- Episode no.: Season 5 Episode 11
- Directed by: Seith Mann
- Written by: David Fury
- Production code: 5WAH11
- Original air date: December 13, 2015
- Running time: 60 minutes

Guest appearances
- Atheer Adel as Numan; Nina Hoss as Astrid; René Ifrah as Bibi; Rus Blackwell as surgical doctor; Rachid Sabitri as Dr. Aziz; Stefanie Mueller as Erna Richter; Morocco Omari as Conrad Fuller;

Episode chronology
| ← Previous "New Normal" | Next → "A False Glimmer" |
- Homeland season 5

= Our Man in Damascus =

"Our Man in Damascus" is the eleventh episode of the fifth season of the American television drama series Homeland, and the 59th episode overall. It premiered on Showtime on December 13, 2015.

== Plot ==
Carrie (Claire Danes) and Saul (Mandy Patinkin) ask doctors to revive Quinn (Rupert Friend) to query him for information on the impending terrorist attack, but Quinn is unresponsive and goes into respiratory arrest. When Carrie is told that Quinn's bullet wound was expertly treated, she begins asking her contacts for information on an underground doctor in the area where Quinn went missing. Following a tip from Al-Amin, she tracks down Dr. Hussein, who brings Carrie to Qasim's (Alireza Baryam) apartment where the terrorist cell had been residing. In the apartment, Carrie finds extensive research on the Hauptbahnhof train station and heads there to investigate.

Saul tries to coax information out of Faisal Marwan, who has been detained by the BND and subjected to harsh interrogations. Laura Sutton (Sarah Sokolovic) does a live television interview and demands that she be allowed to see Faisal immediately, or else she will release the remaining classified CIA documents in her possession; Saul is summoned away to watch the interview. He returns and finds that Faisal has jumped out of the window and killed himself.

Allison (Miranda Otto) receives her final assignment from the SVR: she must ensure that the chemical attack on Berlin succeeds. When the CIA learns that Zaheer, slain member of the cell, was enrolled at TU Berlin, Allison volunteers to talk to professors she knows there. She is allowed to do so if accompanied by a CIA escort, Conrad Fuller (Morocco Omari). As directed by the SVR, Allison goes directly to mathematics professor Dr. Aziz (Rachid Sabitri). Allison aggressively questions Aziz, and asks for Conrad's gun in order to scare him, but kills Conrad with it instead. She threatens Dr. Aziz until he reveals the target of the chemical attack: the 5:15 train to Potsdam at the Hauptbahnhof. Allison then kills Dr. Aziz, and shoots herself in the shoulder, staging the scene as if Dr. Aziz incited a shootout. After phoning Astrid (Nina Hoss), she is promptly taken to a hospital. She lies to Astrid, saying she learned that Berlin Brandenburg Airport is the target. The BND begins coordinating a full evacuation there.
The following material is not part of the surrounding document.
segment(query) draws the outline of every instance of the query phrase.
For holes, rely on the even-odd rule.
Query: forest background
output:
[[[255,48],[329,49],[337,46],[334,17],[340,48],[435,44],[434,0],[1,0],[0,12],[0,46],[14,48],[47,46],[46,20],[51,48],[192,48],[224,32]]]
Saul starts to question Allison as to what happened at the university but is interrupted when a doctor arrives to drain her wound. Bibi's team enters the train station. Posing as employees, they start closing and locking access gates. Referencing a photo she took from the apartment, Carrie spots Qasim. While attempting to get a text message to Saul, she loses track of Qasim's whereabouts. When some bystanders tell her that a man jumped down to the subway tracks, Carrie ventures into the tunnel with gun drawn. Saul receives Carrie's text and rushes back to Allison's hospital room only to discover that she is gone.

== Production ==
The episode was directed by Seith Mann and written by David Fury.

== Reception ==
=== Reviews ===
The episode received a rating of 75% with an average score of 7.8 out of 10 on the review aggregator Rotten Tomatoes, with the site's consensus stating "As 'Our Man in Damascus' sets the ticking clock for Carrie, Homeland strands a few ongoing plots to make room for an explosive season finale".

The Baltimore Suns Ethan Renner had high praise, calling it "an awesome episode, packing the best of Homeland into one of the most intense, dramatic hours of television all year". Price Peterson of New York Magazine rated the episode 5 out of 5 stars, describing it as "less a standalone episode than an hour of increasingly fraught, tension-filled moments barreling toward a climax" while "even the episode's quietest moments were pregnant with dread". In addition, Peterson considered the scene where Allison kills Conrad and Dr. Aziz as "one of the most vivid, riveting scenes in Homeland history". Aaron Riccio of Slant Magazine had a less favorable view of the episode, finding the motivations of several characters to be questionable.

=== Ratings ===
The original broadcast was watched by 1.84 million viewers, an increase in viewership from the previous week of 1.74 million viewers.